Blackie & The Rodeo Kings @ BD Riley’s
“A project producing a 1996 album featuring the songs of countryman Willie P. Bennett became a more lasting entity for Stephen Fearing, Colin Linden and Tom Wilson. […] Respected folkie Fearing and Linden, an in-demand guitarist and producer, discovered a common love of Bennett songs. Fellow Ontario musician Wilson, frontman for rockers Junkhouse, must have seemed an odd fit with the other two. But his love of Bennett songs and his distinctive husky baritone much like their idol's made him a perfect addition. Linden's blues roots, Fearing's folk influences, and Wilson's rock attitude and surprising country streak found broad common ground in what Linden disarmingly calls ‘roots music.’” – Mark Allan, allmusic.com
I cursed myself for stopping at The Parish when I saw the line outside BD Riley’s. But after a short wait the line started to move and I got in just before the band began their set. BD Riley’s is most likely one of the first venues at SXSW to see a band: the stage is tiny and surrounded by a waist-high solid-wood fence. But the Rodeo Kings (with Bryan Owings on percussion) made the best of the situation, engaging both the very enthusiastic audience in the room and the crowd outside through the open windows.
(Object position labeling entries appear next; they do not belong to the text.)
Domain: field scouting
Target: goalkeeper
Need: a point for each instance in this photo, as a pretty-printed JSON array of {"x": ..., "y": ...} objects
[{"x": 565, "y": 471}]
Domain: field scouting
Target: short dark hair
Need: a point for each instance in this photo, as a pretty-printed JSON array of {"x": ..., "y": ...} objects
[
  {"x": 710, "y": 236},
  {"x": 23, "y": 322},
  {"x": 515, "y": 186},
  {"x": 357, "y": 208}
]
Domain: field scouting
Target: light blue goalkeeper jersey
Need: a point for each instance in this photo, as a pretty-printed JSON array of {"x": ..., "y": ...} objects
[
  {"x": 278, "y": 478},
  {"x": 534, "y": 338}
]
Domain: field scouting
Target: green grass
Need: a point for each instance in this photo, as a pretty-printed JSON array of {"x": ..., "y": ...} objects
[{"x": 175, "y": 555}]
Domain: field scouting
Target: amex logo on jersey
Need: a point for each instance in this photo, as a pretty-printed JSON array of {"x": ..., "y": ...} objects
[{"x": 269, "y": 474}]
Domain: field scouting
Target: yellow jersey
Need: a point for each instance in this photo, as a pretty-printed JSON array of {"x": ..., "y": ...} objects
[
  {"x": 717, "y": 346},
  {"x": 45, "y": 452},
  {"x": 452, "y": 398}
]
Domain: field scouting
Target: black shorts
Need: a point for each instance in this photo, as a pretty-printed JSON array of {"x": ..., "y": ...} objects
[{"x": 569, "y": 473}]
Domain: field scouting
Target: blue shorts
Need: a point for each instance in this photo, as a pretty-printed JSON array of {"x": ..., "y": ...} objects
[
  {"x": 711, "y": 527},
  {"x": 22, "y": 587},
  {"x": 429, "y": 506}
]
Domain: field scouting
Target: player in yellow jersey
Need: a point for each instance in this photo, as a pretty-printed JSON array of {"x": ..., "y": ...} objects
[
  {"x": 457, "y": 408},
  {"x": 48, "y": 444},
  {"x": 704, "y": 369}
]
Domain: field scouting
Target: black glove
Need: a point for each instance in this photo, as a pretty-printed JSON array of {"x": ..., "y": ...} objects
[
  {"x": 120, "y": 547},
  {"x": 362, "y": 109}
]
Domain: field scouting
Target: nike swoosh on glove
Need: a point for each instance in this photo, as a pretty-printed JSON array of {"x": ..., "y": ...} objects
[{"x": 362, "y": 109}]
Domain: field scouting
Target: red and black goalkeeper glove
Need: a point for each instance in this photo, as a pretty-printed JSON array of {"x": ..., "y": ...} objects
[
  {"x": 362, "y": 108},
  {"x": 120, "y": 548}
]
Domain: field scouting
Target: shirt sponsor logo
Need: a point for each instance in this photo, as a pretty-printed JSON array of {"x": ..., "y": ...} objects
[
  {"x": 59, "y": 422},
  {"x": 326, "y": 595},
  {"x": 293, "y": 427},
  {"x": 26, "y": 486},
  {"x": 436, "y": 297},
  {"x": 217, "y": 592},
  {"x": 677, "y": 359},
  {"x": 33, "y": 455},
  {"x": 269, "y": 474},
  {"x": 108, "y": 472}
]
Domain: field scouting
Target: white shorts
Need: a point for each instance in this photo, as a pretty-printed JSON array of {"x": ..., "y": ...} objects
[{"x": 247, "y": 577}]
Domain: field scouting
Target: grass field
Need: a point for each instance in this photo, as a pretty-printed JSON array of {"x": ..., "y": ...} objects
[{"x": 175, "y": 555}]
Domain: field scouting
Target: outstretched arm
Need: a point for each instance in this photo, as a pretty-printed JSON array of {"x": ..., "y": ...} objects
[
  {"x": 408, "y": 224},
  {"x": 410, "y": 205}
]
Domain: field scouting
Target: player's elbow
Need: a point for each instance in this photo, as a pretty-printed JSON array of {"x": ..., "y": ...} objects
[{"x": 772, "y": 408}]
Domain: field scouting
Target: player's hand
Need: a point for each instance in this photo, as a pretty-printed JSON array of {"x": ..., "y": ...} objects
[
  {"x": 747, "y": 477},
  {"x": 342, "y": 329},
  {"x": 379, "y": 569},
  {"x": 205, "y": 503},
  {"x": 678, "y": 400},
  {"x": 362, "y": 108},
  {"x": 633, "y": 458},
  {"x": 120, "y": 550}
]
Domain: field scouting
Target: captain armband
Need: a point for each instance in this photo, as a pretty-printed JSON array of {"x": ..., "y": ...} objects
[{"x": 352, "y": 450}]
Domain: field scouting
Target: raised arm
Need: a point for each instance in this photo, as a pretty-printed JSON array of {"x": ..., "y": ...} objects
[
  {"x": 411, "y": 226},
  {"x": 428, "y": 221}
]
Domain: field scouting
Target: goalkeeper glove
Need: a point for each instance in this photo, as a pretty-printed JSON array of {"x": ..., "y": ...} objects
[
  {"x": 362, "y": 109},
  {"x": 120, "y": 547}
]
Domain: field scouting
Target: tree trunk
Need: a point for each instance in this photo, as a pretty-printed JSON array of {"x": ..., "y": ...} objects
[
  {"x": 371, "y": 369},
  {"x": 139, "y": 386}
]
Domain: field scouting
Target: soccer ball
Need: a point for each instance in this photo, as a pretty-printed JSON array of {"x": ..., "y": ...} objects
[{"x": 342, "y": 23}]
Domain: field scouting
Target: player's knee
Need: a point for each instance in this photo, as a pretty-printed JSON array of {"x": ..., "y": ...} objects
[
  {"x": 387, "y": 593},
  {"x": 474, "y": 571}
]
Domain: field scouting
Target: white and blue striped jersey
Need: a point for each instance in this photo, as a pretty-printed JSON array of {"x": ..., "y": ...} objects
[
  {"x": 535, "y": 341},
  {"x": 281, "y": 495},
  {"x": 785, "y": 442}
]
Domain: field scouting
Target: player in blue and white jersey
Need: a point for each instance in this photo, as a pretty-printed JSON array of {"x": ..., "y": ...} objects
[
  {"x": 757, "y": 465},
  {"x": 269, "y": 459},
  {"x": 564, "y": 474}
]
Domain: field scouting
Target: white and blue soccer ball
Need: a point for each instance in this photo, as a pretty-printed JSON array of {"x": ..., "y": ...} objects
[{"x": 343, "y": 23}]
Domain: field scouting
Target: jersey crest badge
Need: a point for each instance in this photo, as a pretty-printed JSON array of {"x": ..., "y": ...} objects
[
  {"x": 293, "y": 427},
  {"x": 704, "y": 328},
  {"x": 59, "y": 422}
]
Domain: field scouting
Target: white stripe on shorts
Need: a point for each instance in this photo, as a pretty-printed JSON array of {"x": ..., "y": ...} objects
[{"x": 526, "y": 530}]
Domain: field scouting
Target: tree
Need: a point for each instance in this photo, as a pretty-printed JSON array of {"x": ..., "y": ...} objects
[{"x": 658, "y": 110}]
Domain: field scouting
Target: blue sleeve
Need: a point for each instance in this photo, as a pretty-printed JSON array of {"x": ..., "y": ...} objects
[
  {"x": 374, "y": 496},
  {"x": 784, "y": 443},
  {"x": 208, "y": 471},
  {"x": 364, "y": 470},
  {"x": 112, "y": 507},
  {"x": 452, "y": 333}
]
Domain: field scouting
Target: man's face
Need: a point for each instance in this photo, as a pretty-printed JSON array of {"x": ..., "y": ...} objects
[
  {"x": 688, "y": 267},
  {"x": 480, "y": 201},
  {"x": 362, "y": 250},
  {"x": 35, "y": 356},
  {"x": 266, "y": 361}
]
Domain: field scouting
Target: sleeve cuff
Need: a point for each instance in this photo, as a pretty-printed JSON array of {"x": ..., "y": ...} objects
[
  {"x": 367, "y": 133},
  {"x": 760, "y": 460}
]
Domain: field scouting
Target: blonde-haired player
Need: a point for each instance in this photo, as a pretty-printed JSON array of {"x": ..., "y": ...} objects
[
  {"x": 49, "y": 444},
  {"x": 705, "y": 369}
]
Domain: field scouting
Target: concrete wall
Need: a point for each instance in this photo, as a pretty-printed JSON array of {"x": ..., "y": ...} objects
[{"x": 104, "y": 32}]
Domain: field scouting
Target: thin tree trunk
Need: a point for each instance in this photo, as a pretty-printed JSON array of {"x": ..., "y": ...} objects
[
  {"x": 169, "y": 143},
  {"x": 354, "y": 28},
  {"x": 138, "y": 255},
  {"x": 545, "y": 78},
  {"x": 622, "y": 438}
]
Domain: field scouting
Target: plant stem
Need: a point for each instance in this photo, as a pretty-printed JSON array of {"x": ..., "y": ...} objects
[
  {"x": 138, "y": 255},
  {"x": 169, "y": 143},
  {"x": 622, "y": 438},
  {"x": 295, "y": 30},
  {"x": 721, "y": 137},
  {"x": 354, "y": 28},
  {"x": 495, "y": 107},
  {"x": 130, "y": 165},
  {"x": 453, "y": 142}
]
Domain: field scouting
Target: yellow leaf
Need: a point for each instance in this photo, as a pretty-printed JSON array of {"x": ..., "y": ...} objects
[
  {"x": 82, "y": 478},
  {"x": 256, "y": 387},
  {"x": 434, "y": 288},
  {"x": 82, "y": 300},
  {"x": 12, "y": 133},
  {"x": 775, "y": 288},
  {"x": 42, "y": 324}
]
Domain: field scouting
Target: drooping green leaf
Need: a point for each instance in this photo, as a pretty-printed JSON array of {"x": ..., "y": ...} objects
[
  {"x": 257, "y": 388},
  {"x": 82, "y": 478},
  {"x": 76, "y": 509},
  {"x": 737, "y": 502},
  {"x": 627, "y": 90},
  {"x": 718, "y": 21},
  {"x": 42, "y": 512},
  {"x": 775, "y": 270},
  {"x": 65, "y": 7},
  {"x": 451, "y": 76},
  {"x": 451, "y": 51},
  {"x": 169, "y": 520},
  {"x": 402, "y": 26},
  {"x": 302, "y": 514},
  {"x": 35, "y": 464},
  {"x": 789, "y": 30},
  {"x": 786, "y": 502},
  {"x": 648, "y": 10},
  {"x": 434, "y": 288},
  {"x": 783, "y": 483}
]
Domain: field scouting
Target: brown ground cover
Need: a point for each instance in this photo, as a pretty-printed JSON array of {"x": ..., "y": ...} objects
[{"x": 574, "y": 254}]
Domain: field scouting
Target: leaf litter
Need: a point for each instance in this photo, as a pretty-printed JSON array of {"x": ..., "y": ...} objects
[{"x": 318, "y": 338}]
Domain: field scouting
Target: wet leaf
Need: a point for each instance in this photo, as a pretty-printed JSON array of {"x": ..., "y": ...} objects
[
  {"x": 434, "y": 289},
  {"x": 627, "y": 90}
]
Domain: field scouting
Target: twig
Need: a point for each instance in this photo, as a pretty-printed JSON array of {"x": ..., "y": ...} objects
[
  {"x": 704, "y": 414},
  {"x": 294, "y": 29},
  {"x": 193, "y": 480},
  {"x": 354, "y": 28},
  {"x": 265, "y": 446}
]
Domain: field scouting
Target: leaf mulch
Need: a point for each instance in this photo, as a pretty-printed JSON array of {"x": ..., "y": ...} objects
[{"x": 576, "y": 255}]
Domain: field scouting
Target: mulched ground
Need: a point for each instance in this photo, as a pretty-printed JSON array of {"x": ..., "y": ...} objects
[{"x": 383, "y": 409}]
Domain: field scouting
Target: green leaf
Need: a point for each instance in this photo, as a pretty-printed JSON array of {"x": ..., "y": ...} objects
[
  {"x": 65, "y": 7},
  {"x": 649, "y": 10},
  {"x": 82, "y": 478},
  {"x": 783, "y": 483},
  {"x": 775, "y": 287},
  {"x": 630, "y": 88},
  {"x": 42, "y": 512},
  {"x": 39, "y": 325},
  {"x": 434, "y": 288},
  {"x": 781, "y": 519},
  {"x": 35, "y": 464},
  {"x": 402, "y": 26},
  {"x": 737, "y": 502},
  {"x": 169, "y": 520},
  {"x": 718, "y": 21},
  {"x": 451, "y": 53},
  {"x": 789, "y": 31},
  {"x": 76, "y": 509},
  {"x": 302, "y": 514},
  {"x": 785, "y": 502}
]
Halfway during the show the band unplugged and moved to the middle on the audience for one song delivered campfire style. Hands-down the best performance of the day!
Blackie & The Rodeo Kings
Blackie & The Rodeo Kings
Blackie & The Rodeo Kings

The Holmes Brothers @ The Parish
“The Holmes Brothers' unique synthesis of gospel-inflected R&B harmonies, accompanied by good drumming and rhythm-based guitar playing, gives them a down-home rural feeling that no other touring roots music group can duplicate. […]  The Holmes Brothers are so versatile, they're booked solid every summer at folk, blues, gospel, and jazz festivals, as they play a style of music that is a gumbo of church tunes, blues, country, funk, reggae, roots rock, and soul. Although people like Bo Diddley and especially Jimmy Reed were early influences on Wendell and Sherman, gospel music also played an important role in their respective upbringings.” - Richard Skelly & Al Campbell, allmusic.com
As always, The Holmes Brothers delivered a marvellous live performance, with “Close The Door” from their most recent album State Of Grace and the rendition of “Amazing Grace” the highlights of the set.

The Holmes Brothers
The Holmes Brothers
The Holmes Brothers

Joe Purdy @ The Rio
“Joe Purdy, a singer/songwriter from Arkansas, put in his time working at a loading dock and as a counselor at a private high school before his song "Wash Away" became synonymous with the 2004 season of ABC's Lost.” – Margaret Reges, allmusic.com
Things were running late at The Rio, and it took a while for Joe Purdy and his band to get ready. I have never watched Lost, so I wasn’t familiar with his song on that show. But his song on sxsw.com was interesting enough to bring me to the show (check it out here). Not a bad set, he sounded a lot like Adam Duritz fronting The Waterboys.
Joe Purdy
Joe Purdy
Joe Purdy
Joe Purdy

I stayed at The Rio to check out Ari Hest, but his solo performance was a little too quiet, so I moved on.
Ari Hest
Ari Hest

Paper Moon @ Co-Op Bar
“Sprinkled with new wave theatrics and a sweet bubblegum pop or girl group flavoring, this Canadian group knows what it can and cannot pull off. The tight jangle rock […] is constant but competes with a synthesizer element, resembling a modern-day version of the Bangles or Go-Go's.” – Jason MacNeil, allmusic.com
A typical misconception about SXSW is that all 70 venues are live music venues year round. This is obviously not the case. Many clubs add a tent on the patio or in the parking lot and then there are restaurants, watering holes or dance clubs which are turned into SXSW venues. The Co-Op Bar was a good example: while the main room catered to its typical Hip-Hop/R&B audience, the SXSW stage was out on the patio, with a stage so tiny that the bass player ended up playing off stage. Paper Moon from Winnipeg delivered some nice pop songs, probably closer to the Cardigans than The GoGo’s, but still pretty good. Listen to a song here.
Paper Moon
Paper Moon
Paper Moon
Paper Moon

My last stop on the way back to the hotel was at BD Riley’s, where Patty Hurst Shifter tried their best to make that barrier in front of the stage disappear.